Partial derivativesFirst-order approximationFunction estimation
Partial derivatives
Partial derivatives are essential in multivariable calculus and play a vital role in the Taylor approximation process. They are used to measure how a function changes as each input variable is varied independently, while holding the other variables constant. For a function of two variables like our example with function \(f(x, y) = \sqrt{x^2 + y^2} \), we take derivatives with respect to each variable separately. The partial derivative with respect to \(x\), denoted as \(f_x(x, y)\), is \(\frac{x}{\sqrt{x^2 + y^2}}\). This tells us the rate of change of the function along the \(x\)-axis. Similarly, the partial derivative with respect to \(y\), denoted \(f_y(x, y)\), is \(\frac{y}{\sqrt{x^2 + y^2}}\), which tells us how the function changes along the \(y\)-axis. These partial derivatives are the building blocks for the Taylor series expansion because they help us understand how slight changes in \(x\) and \(y\) affect the function's value.
First-order approximation
A first-order approximation, often called a tangent plane approximation for functions of two variables, gives an initial estimate based on the linear components of the Taylor expansion. It approximates the function by the value of the function plus a correction term that depends linearly on the deviation from the point of approximation. With our function \( f(x, y) = \sqrt{x^2 + y^2}\) at the point \((3, 4)\), the first-order approximation is calculated as follows:
  • Start with the function value \( f(3, 4) = 5 \).

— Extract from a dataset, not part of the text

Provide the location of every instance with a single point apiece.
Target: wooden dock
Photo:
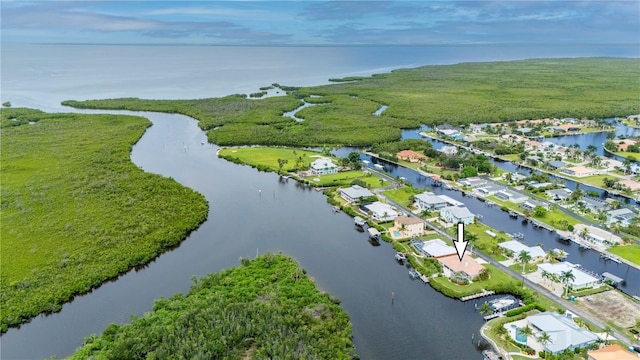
(483, 293)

  • Add the terms derived from the partial derivatives evaluated at the point: \( \frac{3}{5}(x - 3) \) and \( \frac{4}{5}(y - 4) \).

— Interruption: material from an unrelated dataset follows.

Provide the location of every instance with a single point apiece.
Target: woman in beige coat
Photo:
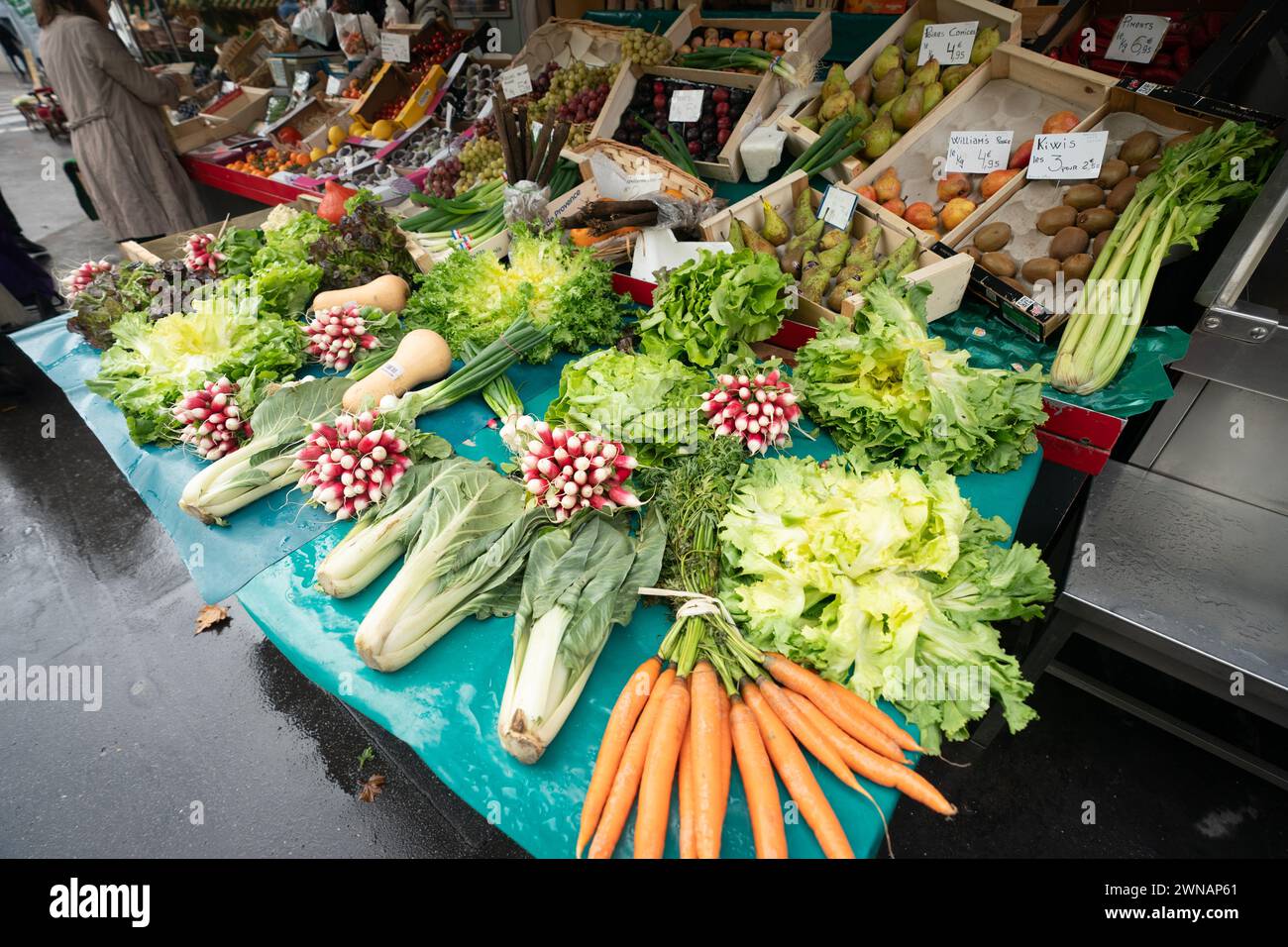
(127, 161)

Thus, the first-order approximation formula becomes \( f(x, y) \approx 5 + \frac{3}{5}(x - 3) + \frac{4}{5}(y - 4) \). Using this approximation allows us to make quick estimates for different points by extrapolating the function's value based linearly on the nearest known point.
Function estimation
Function estimation using Taylor approximations is a qualitative method to predict function values near a known point. This approach utilizes both the first-order and second-order terms to provide a refined prediction. The first-order approximation primarily contributes to understanding linear shifts, whereas the second-order approximation adds corrections that account for curvature in the graph. With the second-order Taylor approximation for our function at \((3, 4)\), we consider additional terms that involve second-order derivatives:
  • Square terms such as \((x - 3)^2\) and \((y - 4)^2\).
  • Mixed terms like \((x-3)(y-4)\).
These account for the rate of change of the rates of change, meaning how much the function's rate itself is altering as we move across the plane. For small deviations from the point \((3, 4)\), the second-order approximation offers an enhanced accuracy over the first-order approximation by including these nonlinear effects, resulting in a more precise estimation as illustrated by our example with an estimated value of \(f(3.1, 3.9) \approx 4.98192\). Each level of approximation builds on the last, providing even better estimations for points near our base.